Medicare Coverage Policy ~ MCAC
Executive Committee
Minutes for December 8, 1999 Meeting (For more information,
contact the Executive
Secretary.)
Attendees Harold C. Sox, M.D.
Chairperson
Robert H. Brook, MD Vice-Chairperson
Sharon Lappalainen Executive Secretary
Voting Members Thomas V. Holohan, MA,
MD, FACP Leslie P. Francis, JD, PhD John H. Ferguson, MD
Robert L. Murray, PhD Alan M. Garber, MD, PhD Michael D.
Maves, MD, MBA David M. Eddy, MD, PhD Frank J.
Papatheofanis, MD, PhD Ronald M. Davis, MD Daisy
Alford-Smith, PhD Joe W. Johnson, DC > Consumer
Representative Linda Bergthold, PhD
Industry Representative Randel E.
Richner, MPH
HCFA Representative Hugh
F. Hill III, MD, JD Ron Milhorn John Whyte, MD Harry
Burke, MD, PhD.
Open Public Session
Greg Raab, PhD Bradley Thompson, JD Larry M.
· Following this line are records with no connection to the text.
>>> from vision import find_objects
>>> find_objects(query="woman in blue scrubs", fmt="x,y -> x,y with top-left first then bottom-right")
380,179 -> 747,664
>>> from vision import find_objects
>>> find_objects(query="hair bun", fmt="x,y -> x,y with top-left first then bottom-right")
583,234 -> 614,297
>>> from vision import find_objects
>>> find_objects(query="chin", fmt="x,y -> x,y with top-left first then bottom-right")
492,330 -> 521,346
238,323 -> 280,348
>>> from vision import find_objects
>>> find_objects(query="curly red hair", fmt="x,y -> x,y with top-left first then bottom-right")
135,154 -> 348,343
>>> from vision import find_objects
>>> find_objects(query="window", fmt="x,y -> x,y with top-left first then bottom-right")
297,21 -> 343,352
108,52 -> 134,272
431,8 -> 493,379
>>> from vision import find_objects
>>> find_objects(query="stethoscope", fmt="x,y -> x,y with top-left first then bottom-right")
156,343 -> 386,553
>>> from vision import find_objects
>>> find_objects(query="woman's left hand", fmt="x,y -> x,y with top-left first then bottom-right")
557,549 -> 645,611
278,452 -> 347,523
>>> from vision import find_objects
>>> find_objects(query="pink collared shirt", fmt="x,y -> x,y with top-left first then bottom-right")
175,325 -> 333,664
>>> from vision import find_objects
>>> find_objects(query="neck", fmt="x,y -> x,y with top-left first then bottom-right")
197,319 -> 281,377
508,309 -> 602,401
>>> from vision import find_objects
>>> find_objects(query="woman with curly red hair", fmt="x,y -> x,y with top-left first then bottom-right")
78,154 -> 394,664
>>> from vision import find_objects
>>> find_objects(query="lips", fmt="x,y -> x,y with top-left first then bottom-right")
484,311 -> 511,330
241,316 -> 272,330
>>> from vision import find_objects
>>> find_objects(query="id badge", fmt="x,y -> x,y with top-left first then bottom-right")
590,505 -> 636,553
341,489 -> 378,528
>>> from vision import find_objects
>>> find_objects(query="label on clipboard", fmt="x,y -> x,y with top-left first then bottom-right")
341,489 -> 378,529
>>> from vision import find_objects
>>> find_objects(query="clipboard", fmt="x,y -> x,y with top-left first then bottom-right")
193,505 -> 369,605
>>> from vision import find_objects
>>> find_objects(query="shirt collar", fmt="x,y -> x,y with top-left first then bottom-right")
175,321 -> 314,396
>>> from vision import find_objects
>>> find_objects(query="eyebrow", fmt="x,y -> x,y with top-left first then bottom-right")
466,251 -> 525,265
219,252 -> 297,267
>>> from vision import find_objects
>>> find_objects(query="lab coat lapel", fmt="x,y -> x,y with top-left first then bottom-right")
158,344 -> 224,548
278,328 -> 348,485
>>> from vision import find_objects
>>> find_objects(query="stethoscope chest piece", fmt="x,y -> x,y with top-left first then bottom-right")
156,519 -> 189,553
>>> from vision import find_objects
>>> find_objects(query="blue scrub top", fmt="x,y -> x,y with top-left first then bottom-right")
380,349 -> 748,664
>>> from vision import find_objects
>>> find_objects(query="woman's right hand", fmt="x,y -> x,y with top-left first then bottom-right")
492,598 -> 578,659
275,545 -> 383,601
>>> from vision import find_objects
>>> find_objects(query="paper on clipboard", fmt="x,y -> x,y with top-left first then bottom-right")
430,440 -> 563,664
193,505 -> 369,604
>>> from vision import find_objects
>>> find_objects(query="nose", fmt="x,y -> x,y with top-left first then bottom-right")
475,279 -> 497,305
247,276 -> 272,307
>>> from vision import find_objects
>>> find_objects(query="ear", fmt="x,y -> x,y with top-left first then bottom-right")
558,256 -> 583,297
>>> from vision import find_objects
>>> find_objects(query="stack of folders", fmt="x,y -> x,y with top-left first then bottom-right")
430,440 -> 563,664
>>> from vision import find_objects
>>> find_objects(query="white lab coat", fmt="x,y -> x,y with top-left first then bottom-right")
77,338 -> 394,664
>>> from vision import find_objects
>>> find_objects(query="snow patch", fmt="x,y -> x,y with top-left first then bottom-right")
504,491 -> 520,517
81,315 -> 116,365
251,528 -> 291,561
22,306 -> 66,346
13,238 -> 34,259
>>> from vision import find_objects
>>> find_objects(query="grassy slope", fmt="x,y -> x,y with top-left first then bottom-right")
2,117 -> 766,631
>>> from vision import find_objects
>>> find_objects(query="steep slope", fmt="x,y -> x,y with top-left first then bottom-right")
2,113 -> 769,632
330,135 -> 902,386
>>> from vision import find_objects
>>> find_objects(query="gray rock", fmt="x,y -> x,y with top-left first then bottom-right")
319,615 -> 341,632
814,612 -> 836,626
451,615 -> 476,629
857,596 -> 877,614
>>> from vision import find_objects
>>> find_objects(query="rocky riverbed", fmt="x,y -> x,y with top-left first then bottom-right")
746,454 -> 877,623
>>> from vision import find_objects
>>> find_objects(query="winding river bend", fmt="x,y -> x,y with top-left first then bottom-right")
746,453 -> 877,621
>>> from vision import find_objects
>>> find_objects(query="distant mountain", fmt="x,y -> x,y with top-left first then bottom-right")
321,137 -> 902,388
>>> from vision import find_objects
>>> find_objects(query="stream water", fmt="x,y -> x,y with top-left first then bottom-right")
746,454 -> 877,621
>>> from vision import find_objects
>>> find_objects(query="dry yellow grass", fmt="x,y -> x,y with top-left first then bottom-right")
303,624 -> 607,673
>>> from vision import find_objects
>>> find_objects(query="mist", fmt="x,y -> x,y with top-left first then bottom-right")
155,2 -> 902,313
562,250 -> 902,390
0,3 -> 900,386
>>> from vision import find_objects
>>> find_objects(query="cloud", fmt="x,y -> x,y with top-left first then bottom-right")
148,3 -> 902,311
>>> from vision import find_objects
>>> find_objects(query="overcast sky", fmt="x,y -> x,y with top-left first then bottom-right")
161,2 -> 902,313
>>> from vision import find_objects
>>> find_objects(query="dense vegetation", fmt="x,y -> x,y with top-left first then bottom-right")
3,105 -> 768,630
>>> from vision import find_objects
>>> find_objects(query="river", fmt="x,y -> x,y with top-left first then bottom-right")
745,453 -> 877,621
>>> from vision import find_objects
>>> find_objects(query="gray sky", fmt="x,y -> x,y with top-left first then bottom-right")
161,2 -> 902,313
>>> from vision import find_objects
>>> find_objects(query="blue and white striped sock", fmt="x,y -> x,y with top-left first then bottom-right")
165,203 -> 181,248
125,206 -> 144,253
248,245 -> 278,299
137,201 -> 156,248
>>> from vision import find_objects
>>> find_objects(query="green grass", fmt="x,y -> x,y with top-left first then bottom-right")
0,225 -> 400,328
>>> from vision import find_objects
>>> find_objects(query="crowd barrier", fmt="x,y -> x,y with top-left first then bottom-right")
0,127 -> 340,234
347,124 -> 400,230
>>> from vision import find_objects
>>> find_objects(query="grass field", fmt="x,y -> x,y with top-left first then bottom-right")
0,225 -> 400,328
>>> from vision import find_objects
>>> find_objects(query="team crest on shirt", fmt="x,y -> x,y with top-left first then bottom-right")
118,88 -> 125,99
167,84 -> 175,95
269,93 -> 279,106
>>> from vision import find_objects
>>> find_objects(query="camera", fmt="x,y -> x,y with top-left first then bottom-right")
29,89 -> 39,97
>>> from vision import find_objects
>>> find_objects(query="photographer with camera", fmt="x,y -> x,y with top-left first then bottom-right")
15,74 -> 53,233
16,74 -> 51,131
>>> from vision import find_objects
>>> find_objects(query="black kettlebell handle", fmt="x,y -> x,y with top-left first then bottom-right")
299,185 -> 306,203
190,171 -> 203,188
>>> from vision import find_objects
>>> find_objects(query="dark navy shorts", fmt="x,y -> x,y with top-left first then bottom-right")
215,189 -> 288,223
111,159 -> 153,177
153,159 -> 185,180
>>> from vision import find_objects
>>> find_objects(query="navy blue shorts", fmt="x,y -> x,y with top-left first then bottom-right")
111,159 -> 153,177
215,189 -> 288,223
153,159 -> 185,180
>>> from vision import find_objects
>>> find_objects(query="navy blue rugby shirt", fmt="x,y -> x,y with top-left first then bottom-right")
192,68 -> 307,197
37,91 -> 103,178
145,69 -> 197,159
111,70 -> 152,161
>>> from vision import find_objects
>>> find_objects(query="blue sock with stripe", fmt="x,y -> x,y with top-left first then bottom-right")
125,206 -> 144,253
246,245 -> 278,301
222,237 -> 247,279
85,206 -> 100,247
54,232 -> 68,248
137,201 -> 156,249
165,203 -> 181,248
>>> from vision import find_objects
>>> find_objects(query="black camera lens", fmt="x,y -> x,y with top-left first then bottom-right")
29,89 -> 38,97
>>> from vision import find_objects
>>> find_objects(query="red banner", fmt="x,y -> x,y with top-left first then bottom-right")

Wiesenthal, MD, PhD Robert Nagourney, MD Frank Kiesner
Elizabeth Panke, MD, PhD
Wednesday, December 8, 1999, 8:00 a.m.
The Executive Committee met and heard reports from recent
meetings of the Medicare Coverage Advisory Committee (MCAC) medical
specialty panels. The committee also considered how to provide
guidance to and substantive coordination among MCAC panels. For
example, the Committee considered the levels of evidence, types of
information needed, and the nature of issues that would be
considered by the medical specialty panels at future meetings. This
was the first meeting of the Executive Committee of the MCAC and it
began with the introduction of the panelists, a reading of the
conflict of interest statement, and the call to order.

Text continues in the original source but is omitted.